The Bill for the Disburdening of Ministers from the Charge of their divine Callings and Cures,brought in from the Committee, by Sir Fra. Barrington, with Amendments; and ordered to be ingrossed.
The Bill touching Wools, and Trade of Cloths: - Second Reading : And all other Cloths saving the great Bills, - this Afternoon, in the Parliament-house; - Committed to the former Committees.
Brokers : - To-morrow, Chequer Chamber. Sir Edm. Bowyer added.
The Bill against unlawful Hunting and Taking of Deer : - The second Reading; and the House divided; upon the Question of Commitment.
With the Yea, 45. With the Noe, 53. - Rejected.
The Bill touching the Wharfingers, brought in from the Committee by Sir John Boys; and thought fit that the Counsel of the Opposers should be heard at the Bar, and the Counsel for the other Part; but the Day not yet appointed.
The Bill concerning Tanners, Curriers, Shoemakers, and other Artificers, occupying the Cutting of Leather : - First Reading.
The Bill for the better Discovery of Simony, theTitle altered, and brought in by Sir Fr. Eure from the Committee, with Amendments, upon the Re-commitment: - To be ingrossed.

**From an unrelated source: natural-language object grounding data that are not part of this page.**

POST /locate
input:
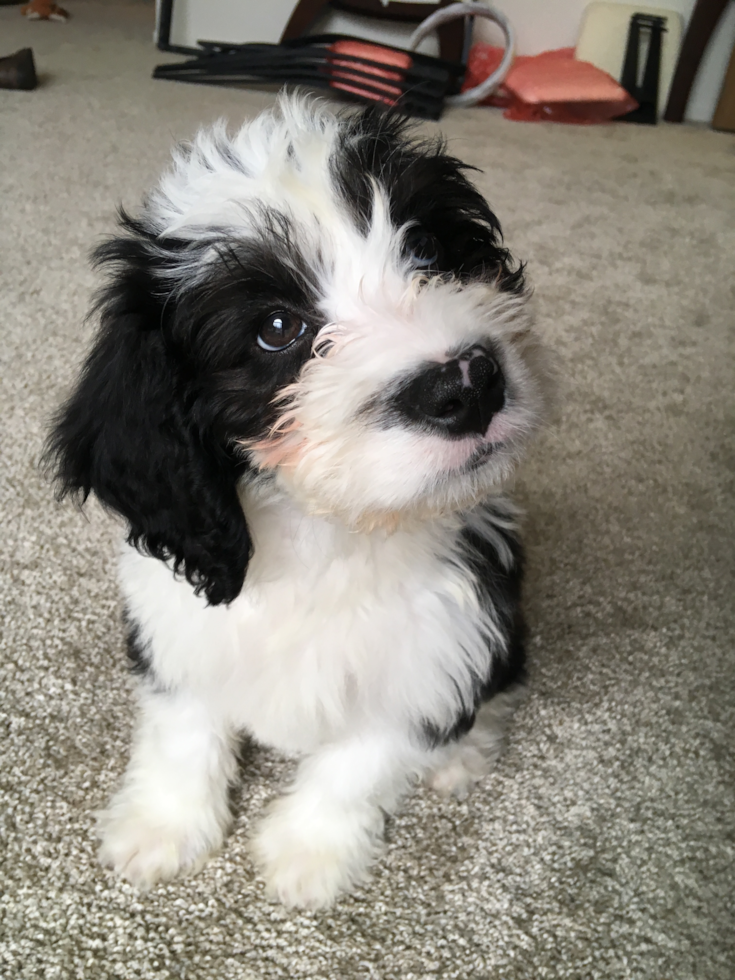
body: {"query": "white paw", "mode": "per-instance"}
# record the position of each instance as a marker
(144, 848)
(462, 766)
(309, 861)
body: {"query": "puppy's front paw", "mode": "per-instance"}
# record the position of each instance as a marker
(309, 859)
(145, 848)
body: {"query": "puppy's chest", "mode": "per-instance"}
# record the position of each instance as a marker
(334, 626)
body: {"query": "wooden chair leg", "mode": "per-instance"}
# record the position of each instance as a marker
(705, 17)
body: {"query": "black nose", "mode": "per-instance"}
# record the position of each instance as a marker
(459, 397)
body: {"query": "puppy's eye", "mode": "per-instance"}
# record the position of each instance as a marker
(279, 330)
(423, 248)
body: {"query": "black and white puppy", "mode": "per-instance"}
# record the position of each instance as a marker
(315, 368)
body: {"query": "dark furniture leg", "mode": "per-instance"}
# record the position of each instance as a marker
(705, 17)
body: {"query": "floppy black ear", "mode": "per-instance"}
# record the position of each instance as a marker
(134, 433)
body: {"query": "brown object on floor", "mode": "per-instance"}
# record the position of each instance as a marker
(18, 71)
(451, 35)
(44, 10)
(705, 18)
(724, 117)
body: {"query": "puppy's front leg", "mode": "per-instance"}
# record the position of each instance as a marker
(172, 809)
(318, 840)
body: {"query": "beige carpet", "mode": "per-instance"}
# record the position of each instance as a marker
(603, 845)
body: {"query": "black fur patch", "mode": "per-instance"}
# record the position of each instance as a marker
(499, 589)
(171, 384)
(139, 658)
(428, 187)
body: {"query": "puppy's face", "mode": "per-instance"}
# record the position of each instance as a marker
(322, 298)
(342, 295)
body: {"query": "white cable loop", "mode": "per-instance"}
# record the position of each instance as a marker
(454, 12)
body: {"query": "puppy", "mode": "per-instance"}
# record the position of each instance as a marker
(315, 369)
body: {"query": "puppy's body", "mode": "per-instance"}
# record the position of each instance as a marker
(315, 369)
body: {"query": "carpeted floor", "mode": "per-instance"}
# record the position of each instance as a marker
(603, 845)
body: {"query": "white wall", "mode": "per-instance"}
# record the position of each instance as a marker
(542, 25)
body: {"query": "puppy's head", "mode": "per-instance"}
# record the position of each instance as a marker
(323, 298)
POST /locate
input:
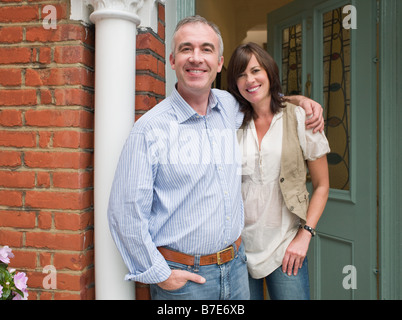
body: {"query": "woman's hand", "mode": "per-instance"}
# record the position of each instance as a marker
(296, 252)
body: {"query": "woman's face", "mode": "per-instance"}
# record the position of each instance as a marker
(253, 84)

Letter from the King - Subsidy.
A Letter from the King, read by Sir Tho. Lake at the Table, on the left Hand of the Clerk, the Clerk looking on ; expressing the King's Pleasure, touching the Subsidy.

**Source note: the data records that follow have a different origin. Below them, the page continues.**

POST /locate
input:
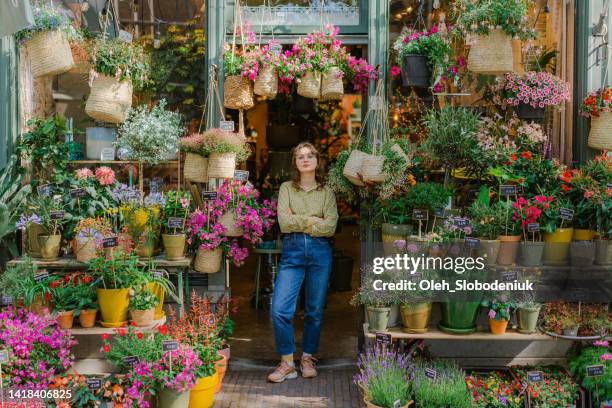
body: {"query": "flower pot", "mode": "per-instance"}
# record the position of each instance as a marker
(459, 317)
(528, 319)
(491, 53)
(378, 318)
(208, 260)
(556, 246)
(49, 246)
(168, 398)
(489, 250)
(85, 249)
(228, 220)
(158, 291)
(143, 318)
(221, 165)
(603, 252)
(531, 253)
(174, 245)
(600, 135)
(109, 99)
(498, 326)
(237, 93)
(221, 367)
(582, 253)
(309, 86)
(415, 71)
(65, 319)
(202, 394)
(113, 306)
(196, 168)
(415, 317)
(508, 249)
(50, 53)
(87, 318)
(528, 112)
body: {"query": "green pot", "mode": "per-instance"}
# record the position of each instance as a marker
(172, 399)
(378, 318)
(528, 319)
(459, 317)
(531, 253)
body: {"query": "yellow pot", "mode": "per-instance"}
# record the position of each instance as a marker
(113, 306)
(202, 394)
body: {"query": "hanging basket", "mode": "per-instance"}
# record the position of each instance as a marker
(196, 168)
(491, 54)
(109, 100)
(266, 83)
(50, 53)
(221, 165)
(600, 136)
(309, 85)
(332, 87)
(208, 260)
(237, 93)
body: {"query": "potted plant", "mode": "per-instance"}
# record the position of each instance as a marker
(118, 67)
(142, 306)
(491, 26)
(386, 377)
(150, 135)
(596, 105)
(530, 93)
(47, 41)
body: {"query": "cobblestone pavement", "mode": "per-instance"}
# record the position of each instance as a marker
(249, 389)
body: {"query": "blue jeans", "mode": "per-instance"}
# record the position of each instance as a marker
(303, 258)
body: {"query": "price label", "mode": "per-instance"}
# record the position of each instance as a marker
(209, 195)
(169, 345)
(78, 192)
(110, 242)
(420, 215)
(596, 370)
(227, 125)
(533, 227)
(175, 222)
(94, 383)
(535, 376)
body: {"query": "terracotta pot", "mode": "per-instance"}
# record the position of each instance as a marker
(87, 318)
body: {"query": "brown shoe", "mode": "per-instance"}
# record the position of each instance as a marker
(282, 372)
(307, 367)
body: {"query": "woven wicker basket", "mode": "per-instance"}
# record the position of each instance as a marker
(372, 169)
(109, 100)
(221, 165)
(309, 85)
(228, 220)
(353, 166)
(196, 168)
(50, 53)
(332, 87)
(266, 83)
(208, 261)
(237, 93)
(600, 136)
(491, 54)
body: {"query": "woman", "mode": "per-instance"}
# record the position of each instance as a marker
(307, 215)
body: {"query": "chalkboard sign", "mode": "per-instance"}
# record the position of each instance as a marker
(533, 227)
(110, 242)
(566, 214)
(209, 195)
(596, 370)
(420, 215)
(535, 376)
(175, 222)
(94, 383)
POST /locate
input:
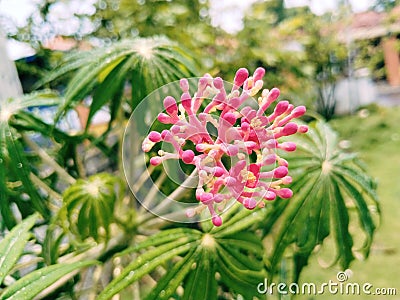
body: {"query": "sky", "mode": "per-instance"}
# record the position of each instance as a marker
(227, 14)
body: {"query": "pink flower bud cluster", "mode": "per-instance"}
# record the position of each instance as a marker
(242, 130)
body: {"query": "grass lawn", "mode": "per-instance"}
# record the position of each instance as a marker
(374, 133)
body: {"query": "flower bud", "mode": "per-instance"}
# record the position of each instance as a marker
(280, 172)
(259, 73)
(249, 203)
(184, 84)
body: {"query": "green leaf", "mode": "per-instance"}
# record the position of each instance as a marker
(89, 205)
(144, 264)
(12, 246)
(32, 284)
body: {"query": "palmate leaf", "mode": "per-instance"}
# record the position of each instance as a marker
(13, 244)
(15, 169)
(146, 63)
(326, 182)
(204, 261)
(89, 205)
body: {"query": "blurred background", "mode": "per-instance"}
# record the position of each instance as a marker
(340, 58)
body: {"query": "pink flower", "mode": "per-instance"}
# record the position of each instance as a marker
(245, 135)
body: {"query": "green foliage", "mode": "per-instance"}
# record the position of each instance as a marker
(230, 257)
(332, 197)
(89, 206)
(11, 248)
(16, 184)
(147, 63)
(94, 218)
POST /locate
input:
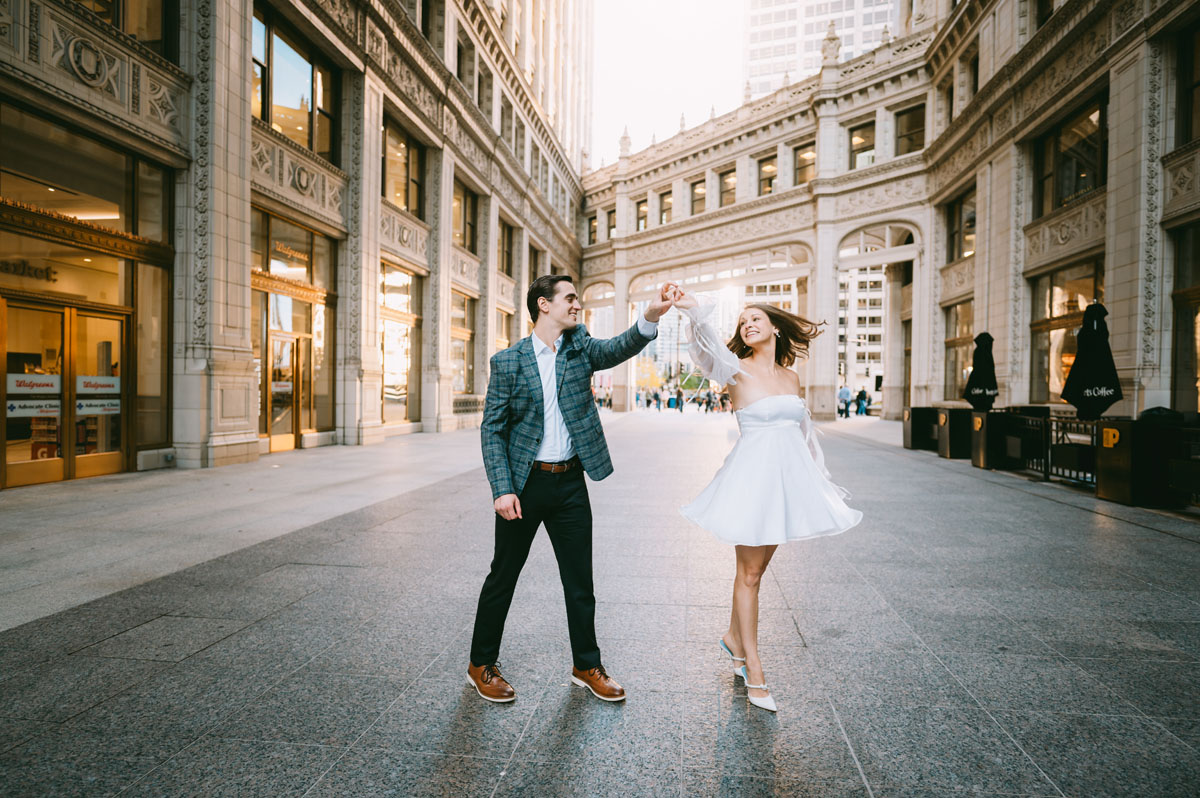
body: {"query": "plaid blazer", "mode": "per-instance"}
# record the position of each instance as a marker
(514, 418)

Mr. Vice-chamberlain : - That the King sent it to him, and commanded it to be delivered to the House.
Mr. D. Stanhope and Mr. D. Carewe come from the Lords, with a Bill for the due Execution of the Statutes against Jesuits, Seminary Priests, and Recusants:
And the Bill to enable John Tebold, Gentleman, to make his Wife a Jointure of certain of his Lands, and to sell some Part, for Preferment of his younger Children, with a Proviso. - The Bill went first from us.
Misinforming the King.
Sir Edw. Hobby excuseth himself, for misinforming the King touching the Subsidy.

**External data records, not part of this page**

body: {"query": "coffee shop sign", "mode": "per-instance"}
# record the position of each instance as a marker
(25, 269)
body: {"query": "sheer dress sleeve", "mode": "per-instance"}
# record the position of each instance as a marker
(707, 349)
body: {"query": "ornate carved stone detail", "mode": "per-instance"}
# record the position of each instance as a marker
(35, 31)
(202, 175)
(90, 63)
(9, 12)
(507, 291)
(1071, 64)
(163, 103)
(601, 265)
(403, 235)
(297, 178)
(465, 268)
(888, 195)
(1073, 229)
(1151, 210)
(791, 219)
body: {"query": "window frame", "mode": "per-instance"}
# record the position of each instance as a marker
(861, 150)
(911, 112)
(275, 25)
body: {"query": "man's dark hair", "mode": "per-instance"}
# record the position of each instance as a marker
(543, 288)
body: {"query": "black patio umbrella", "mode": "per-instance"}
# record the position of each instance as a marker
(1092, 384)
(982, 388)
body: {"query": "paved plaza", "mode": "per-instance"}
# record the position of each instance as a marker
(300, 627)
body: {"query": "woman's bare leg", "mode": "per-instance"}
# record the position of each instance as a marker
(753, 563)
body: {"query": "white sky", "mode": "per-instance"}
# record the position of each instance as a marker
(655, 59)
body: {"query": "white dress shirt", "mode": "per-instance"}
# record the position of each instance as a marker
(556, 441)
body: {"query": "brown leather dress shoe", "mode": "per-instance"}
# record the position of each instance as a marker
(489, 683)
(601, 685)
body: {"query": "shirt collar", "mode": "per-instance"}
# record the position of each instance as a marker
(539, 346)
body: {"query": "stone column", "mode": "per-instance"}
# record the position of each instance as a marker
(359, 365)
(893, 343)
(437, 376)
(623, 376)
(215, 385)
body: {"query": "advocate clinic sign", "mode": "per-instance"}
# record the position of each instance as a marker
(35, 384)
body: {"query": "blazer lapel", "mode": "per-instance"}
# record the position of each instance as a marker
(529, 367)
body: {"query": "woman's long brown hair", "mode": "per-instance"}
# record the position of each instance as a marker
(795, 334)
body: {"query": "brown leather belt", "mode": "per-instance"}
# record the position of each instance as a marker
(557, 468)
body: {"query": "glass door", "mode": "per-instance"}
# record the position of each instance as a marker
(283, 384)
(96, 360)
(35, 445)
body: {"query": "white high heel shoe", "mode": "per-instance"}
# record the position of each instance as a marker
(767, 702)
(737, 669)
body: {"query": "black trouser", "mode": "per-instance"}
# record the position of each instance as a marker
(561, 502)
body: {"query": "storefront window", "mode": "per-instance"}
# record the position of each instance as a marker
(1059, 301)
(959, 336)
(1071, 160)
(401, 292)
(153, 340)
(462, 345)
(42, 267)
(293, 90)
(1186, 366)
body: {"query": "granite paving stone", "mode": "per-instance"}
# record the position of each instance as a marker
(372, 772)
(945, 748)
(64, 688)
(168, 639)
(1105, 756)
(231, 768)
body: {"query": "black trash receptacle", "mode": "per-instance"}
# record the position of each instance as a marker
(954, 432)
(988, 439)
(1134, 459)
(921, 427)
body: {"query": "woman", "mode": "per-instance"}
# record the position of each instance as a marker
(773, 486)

Sir Tho. Holcroft, the like.
Thanks in King's Letter.
Mr. Martin, - in Commendation and Allowance of the King's Grace; and for Thanks to be given to the King.
Mr. Fr. Hastings excuseth himself of moving at the first, for a Committee, to express their Love to the King.
Sir Geo. Moore: - That the Letter may be recorded here, for an everlasting Memory.
Sir Rob. Wroth : - That all Knights of Shires may take it and shew it in the Country.
Sir John Hungerford, - to clear himself of the Imputation laid upon him, for Matter of Religion.
Sir Henry Poole avoweth it.
Mr. Martin; - That it might be entered.
The Bill for the due Execution of the Statutes against Seminaries, Jesuits, Recusants, &c. - First Reading. - The Bill came down from the Lords.
Thanks on King's Letter.
Mr. Duncombe moveth, that Thanks should be given to his Majesty, for his gracious Letter.
Resolved, Ihe Speaker to do it, at the End of the Parliament.
The Proviso, to Mr. Tebold's Bill, three times read ; and passed upon the Question.
The Bill, first begun in this House, intituled, An Act for the due Execution of Statutes made against Recusants;
- Third Reading (the Title being altered) and passed, upon the Question : - A Bill to retain the King's Subjects in their due Obedience.